As medical students we are often made to feel like an annoyance to everyone: the attending who can’t be bothered to teach yet another new batch of newbies, the nurse who wishes we would get out of their way so he/she can do their job, the resident who is post call and just wants a bed, and yes, even sometimes the patient who at times view us as yet another person who will do the same thing to them that 3 other people had already done that day. However, after having heard the stories and discussed with fellow colleagues at the camp today, I realize that I should not let anyone make me feel like a hassle. I should take ownership of my assigned patient and do my absolute best to help them. I need to not be kept in the sidelines, but to be in the trenches with the patient and to advocate for them as hard as I can even when others in the care team gloss over the issues.
Often medical students are seen as an extra appendage to the team, with or without which the team would function perfectly well.

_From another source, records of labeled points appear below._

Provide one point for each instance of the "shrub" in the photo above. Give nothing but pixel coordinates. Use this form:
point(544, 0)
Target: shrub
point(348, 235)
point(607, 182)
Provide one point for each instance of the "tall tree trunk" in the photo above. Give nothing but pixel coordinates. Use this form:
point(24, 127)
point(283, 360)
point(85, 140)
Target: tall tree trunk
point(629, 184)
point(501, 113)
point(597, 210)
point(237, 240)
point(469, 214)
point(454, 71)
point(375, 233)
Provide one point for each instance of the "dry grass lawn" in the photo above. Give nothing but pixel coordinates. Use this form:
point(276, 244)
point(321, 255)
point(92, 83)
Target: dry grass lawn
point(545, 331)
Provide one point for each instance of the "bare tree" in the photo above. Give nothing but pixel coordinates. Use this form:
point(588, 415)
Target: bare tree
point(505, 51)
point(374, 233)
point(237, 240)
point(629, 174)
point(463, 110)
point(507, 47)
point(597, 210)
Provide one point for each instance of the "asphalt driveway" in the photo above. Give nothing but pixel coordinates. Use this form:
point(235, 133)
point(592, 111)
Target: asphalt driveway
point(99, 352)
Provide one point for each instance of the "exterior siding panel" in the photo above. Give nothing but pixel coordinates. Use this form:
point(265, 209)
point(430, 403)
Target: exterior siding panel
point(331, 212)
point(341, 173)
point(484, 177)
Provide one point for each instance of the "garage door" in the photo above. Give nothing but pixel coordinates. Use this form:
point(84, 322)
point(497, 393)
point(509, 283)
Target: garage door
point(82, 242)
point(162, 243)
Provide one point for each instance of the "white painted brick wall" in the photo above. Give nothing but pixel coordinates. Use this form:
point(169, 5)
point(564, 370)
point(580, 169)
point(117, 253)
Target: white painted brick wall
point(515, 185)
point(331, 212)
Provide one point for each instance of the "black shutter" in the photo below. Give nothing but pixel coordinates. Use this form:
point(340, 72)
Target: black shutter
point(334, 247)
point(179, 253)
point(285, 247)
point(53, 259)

But after hearing the heart breaking stories about patients who wanted to be heard, and everyone in the health care system was ignoring them, I want to be their voice within the team and even within the system. For both, now as a medical student and later on in my career, these stories have really opened my eyes to how so many of us narrow down the patient to a principle diagnosis and forget to see the patient as a whole. I refuse to do that any more after hearing the devastating consequences.
For me, I feel like this camp has come at a perfect time where I’m still very early on in my clinical experiences and therefore still malleable to change and to implementing all the alterations I know we must do to improve our health care provision. It has only been one day but my perspective on patient care has completely been shifted. I understand now what this phrase ‘patient-centered care’ which doctors always use to sound sophisticated really means. It took listening to the family members of patients harmed by us to help me really see the world from a patient’s perspective. I hope I will forever carry that with me, and use it to improve my practice each and every day.